25 noviembre 2015

La chica detrás de la máscara

Cuando Netflix lanza una nueva serie, suele repetirse siempre el mismo patrón. Durante dos semanas, no se habla de otra cosa que de esa nueva serie (o nueva temporada) en las webs televisivas, sobre todo en Estados Unidos. Al cabo de ese periodo de tiempo, Netflix lanza un nuevo título y es el que pasa a dominar la conversación, dejando al anterior en el limbo. Sólo si esa primera serie ha cuajado de verdad entre críticos y público, si realmente ha encontrado su audiencia, se mantiene en la conversación durante un poco más de tiempo. Si no, tal y como vino, se fue.

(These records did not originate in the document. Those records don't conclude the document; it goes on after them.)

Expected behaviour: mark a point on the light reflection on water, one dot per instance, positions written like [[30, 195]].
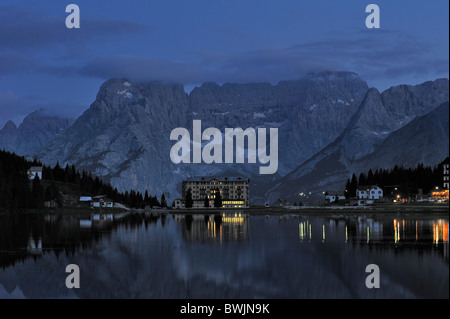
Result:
[[224, 255]]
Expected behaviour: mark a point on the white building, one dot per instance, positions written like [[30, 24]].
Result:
[[33, 171]]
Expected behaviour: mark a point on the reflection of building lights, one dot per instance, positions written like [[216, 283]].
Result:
[[368, 234], [440, 231], [346, 234]]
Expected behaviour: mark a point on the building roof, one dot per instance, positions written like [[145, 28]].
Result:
[[219, 178]]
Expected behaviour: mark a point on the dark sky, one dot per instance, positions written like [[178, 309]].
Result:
[[44, 64]]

El patrón se ha visto perfectamente con "Master of none" y "Jessica Jones", los dos títulos que la plataforma ha estrenado este mes. El primero suscitó una oleada de artículos sobre la representación de las minorías raciales en televisión, y el segundo lo ha hecho con el protagonismo central de mujeres en historias de superhéroes. En ese sentido, y como hemos comentado muchas otras veces, "Jessica Jones" ha llegado a un debate que lleva agitándose y calmándose, intermitentemente, con cada nueva película de Marvel protagonizada por un hombre blanco. "Los Vengadores. La era de Ultrón" fue el centro de las discusiones más fuertes al respecto, y la conversación se ha mantenido vigente con los nuevos anuncios del estudio (como "Ant Man and the Wasp") o algunos de sus nuevos cómics, como la versión femenina de Thor.

También ha seguido alimentándose con las nuevas series que han debutado en los últimos meses en la televisión estadounidense. The Guardian publicó hace unos días un interesante artículo sobre todos los intentos de lanzar franquicias cinematográficas con superheroínas, intentos lastrados desde el principio por malas películas que no funcionaban en taquilla. La trampa siempre es descartar todos esos esfuerzos con un "el público no quiere ver superheroínas", cuando en realidad, el público no quiere ver películas aburridas, ya sean "Catwoman" o "Daredevil". "Los juegos del hambre" es un fenómeno mundial, y su protagonista central es una adolescente llamada Katniss Everdeen. El diario británico apunta que los estudios de cine no se molestan en mirar más allá, mientras las cadenas de televisión, en ese aspecto, se muestran menos reticentes a entregar las riendas de una serie a una superheroína. Y, además, a superheroínas bastante variadas y diferentes entre sí.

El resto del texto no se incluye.